After spending two months in Libby Prison, he was paroled and then reported to Brandywine Springs, Delaware where his company had reorganized. He was eventually sent to Fort Delaware to guard Confederate prisoners. On September 17, 1863, he was promoted to 2nd Lieutenant. At some point, he must have returned to Baltimore, where he married his wife Fanny Kirby on November 12, 1863.

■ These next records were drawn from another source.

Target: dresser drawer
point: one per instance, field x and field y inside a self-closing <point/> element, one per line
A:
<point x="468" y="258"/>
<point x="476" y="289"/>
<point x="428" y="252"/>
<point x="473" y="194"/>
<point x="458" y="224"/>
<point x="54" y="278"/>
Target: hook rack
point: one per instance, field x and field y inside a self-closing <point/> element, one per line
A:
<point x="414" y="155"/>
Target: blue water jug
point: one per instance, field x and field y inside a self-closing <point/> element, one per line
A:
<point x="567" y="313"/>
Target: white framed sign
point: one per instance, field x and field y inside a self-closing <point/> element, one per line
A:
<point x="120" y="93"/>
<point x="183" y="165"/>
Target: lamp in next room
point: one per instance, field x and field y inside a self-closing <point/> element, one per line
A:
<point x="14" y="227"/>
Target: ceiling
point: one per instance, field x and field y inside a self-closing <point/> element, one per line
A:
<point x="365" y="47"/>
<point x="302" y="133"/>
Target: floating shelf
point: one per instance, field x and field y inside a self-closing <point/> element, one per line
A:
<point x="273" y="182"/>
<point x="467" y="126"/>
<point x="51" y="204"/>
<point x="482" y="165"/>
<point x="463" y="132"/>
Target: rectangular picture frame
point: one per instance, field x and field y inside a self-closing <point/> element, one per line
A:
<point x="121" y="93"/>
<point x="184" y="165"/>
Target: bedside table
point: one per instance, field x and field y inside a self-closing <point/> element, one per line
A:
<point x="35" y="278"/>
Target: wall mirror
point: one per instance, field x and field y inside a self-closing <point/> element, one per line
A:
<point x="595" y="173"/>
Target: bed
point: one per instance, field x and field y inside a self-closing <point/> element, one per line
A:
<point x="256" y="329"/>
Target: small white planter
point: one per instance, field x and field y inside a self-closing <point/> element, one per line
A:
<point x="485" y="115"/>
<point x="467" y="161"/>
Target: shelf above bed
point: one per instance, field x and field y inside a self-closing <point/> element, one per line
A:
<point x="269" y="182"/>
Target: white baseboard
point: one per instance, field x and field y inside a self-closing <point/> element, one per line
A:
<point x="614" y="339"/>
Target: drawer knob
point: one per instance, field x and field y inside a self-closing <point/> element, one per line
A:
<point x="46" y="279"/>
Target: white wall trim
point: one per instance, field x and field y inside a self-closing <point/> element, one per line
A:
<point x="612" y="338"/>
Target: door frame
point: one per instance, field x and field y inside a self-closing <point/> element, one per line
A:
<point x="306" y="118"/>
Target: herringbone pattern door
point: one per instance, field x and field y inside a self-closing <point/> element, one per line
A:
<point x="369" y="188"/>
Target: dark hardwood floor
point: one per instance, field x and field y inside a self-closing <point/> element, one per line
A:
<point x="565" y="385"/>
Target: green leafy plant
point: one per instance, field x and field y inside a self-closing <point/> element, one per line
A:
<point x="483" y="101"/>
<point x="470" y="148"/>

Sometime between May and June of 1864, he was once again promoted to Lieutenant. He served in the siege of Petersburg, the Battle of Chapin’s Farm, Fair Oaks and eventually the fall of Richmond, Virginia. He resigned his commission on October 22, 1864, where he returned to Baltimore and worked as a bricklayer until being appointed to succeed his mother, Esther O’Neill, as Head Keeper at Concord Point Lighthouse, in 1881.

Henry died while serving as Keeper at Concord Point Lighthouse on December 12, 1919. His son, Harry F. O’Neill was appointed Keeper after his death and served until the lighthouse was decommissioned in 1920.